A New Approach to Data Breaches & Holistic Data Protection
Based on the conversations I had with attending security professionals, there seems to be a shift toward an acceptance of inevitable breaches and attacks. While it seems fatalistic, this is a positive position because it ensures a focus on detection and response at speed. In other words, minimise your window of vulnerability, prevent serious data loss, and mitigate the threat to ensure you’ve learnt from it and are now stronger because of it.
This leads customers towards those vendors that are driving integrations and workflows. The need to do it all, do it at scale, and get to ROI quickly also supports the market for platforms that simplify and automate detection and response, effectively reducing your exposure time for those “inevitable breaches.”
Using AI for Good (and How Bad Guys Are Using It for Bad)
There was inevitably much talk about AI. This typically sits in three buckets:
How do I use it to make my security infrastructure more effective?
How does it not become another risk vector for data loss and privacy issues?
How are the bad guys using it against me?
Most vendors will have “AI functionality,” but there is still some distance to go to determine what that actually means and how it can practically help.
Better to focus on who is helping with the second point and ensuring you are not dropping your intellectual property into the public domain or exposing your personal data. The major buzzword around the last point is obviously deepfakes, with many news stories of how this is the “new social engineering.” The nature of this risk must first be dealt with by education, so once again, security awareness training is becoming a must-have for most organisations.

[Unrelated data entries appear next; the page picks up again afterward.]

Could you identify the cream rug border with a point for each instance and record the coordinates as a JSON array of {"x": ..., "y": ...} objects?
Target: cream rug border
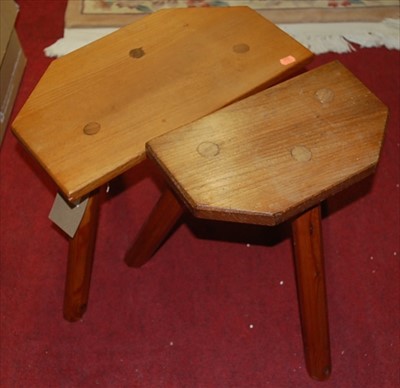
[{"x": 74, "y": 18}]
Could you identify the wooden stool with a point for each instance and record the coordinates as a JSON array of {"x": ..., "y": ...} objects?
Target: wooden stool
[
  {"x": 89, "y": 117},
  {"x": 274, "y": 157}
]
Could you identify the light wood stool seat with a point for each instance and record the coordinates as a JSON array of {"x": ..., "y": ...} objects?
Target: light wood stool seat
[
  {"x": 89, "y": 117},
  {"x": 274, "y": 157}
]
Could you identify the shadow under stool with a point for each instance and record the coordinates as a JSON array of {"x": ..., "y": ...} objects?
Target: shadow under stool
[
  {"x": 90, "y": 115},
  {"x": 270, "y": 158}
]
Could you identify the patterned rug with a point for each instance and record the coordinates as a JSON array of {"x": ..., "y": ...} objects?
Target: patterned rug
[
  {"x": 83, "y": 13},
  {"x": 320, "y": 25}
]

Supply Chain Attacks: Targeting the Good Stuff
Another major talking point was about supply chain attacks with a focus on compromised legitimate applications. Effectively, bad actors can use valid but vulnerable applications in your environment to gain access and deliver payloads. Making sure your suppliers are all doing the right things with regard to security in software development and services, is critical to avoid becoming another data-compromised news story.
Data Protection Reemerges as a Focus
Interestingly for me, data protection seemed to be back on the agenda. What should be a mature and understood market is still perceived as difficult and often deprioritised.

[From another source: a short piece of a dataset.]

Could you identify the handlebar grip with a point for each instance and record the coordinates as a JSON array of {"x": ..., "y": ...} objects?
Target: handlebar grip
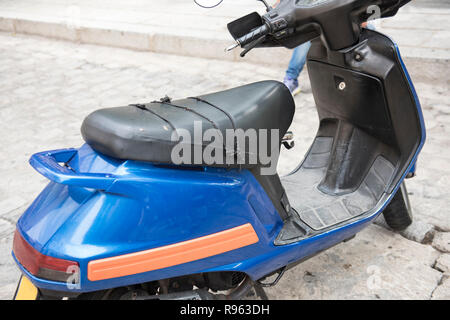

Organisations that do not have teams of analysts and the resources of large-scale SOC teams often struggle to get value from an investment. My observation is that those organisations that drive critical focus in data protection programs (zeroing in on the biggest risk) will be the most successful. Plus, these organisations do not try to do it themselves but rather leverage expertise from the market in the forms of delivery and managed services, making it a much easier proposition for all.

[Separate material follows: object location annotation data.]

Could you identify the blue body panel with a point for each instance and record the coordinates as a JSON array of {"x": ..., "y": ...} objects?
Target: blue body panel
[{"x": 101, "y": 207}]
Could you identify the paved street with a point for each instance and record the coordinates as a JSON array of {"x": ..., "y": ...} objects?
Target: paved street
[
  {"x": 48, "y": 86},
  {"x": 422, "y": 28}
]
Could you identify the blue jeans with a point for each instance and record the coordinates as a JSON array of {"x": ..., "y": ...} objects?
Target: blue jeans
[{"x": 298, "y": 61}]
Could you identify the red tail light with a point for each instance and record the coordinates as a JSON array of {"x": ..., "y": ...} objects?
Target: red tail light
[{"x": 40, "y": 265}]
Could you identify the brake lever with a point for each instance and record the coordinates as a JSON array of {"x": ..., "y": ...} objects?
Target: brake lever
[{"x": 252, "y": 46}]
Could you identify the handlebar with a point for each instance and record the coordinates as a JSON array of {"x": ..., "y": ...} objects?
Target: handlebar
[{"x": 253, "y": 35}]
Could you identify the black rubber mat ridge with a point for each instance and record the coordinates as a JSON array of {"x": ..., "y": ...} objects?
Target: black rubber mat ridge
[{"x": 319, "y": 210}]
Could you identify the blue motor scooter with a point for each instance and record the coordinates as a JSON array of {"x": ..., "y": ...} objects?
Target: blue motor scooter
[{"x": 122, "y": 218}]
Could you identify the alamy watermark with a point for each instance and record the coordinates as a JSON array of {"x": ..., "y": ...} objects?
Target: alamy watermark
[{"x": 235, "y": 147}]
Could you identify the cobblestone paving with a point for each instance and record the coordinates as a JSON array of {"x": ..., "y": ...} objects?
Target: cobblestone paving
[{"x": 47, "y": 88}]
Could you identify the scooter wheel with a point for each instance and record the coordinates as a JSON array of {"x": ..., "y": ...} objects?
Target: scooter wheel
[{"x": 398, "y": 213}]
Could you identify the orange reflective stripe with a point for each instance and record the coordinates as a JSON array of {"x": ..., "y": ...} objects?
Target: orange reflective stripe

Lastly, a clear classification program can drive efficacy in your protection tools and ensure your ability to demonstrate value and meet business objectives.
Final Thoughts
In summary, I would definitely say the three days constituted time well spent. My faith in these kinds of events had started to wane, but I believe those customers who attended gained much value from it, as did Fortra and many of the vendors present. There is also always the additional added value of meeting old friends and colleagues and laughing over a beer at how amazing or how terrible it all used to be... But for now, it seems that the security industry will keep pushing on for another year with even more productive insights on how to do so. But I’m sure we’ll talk about that at Infosec 2025.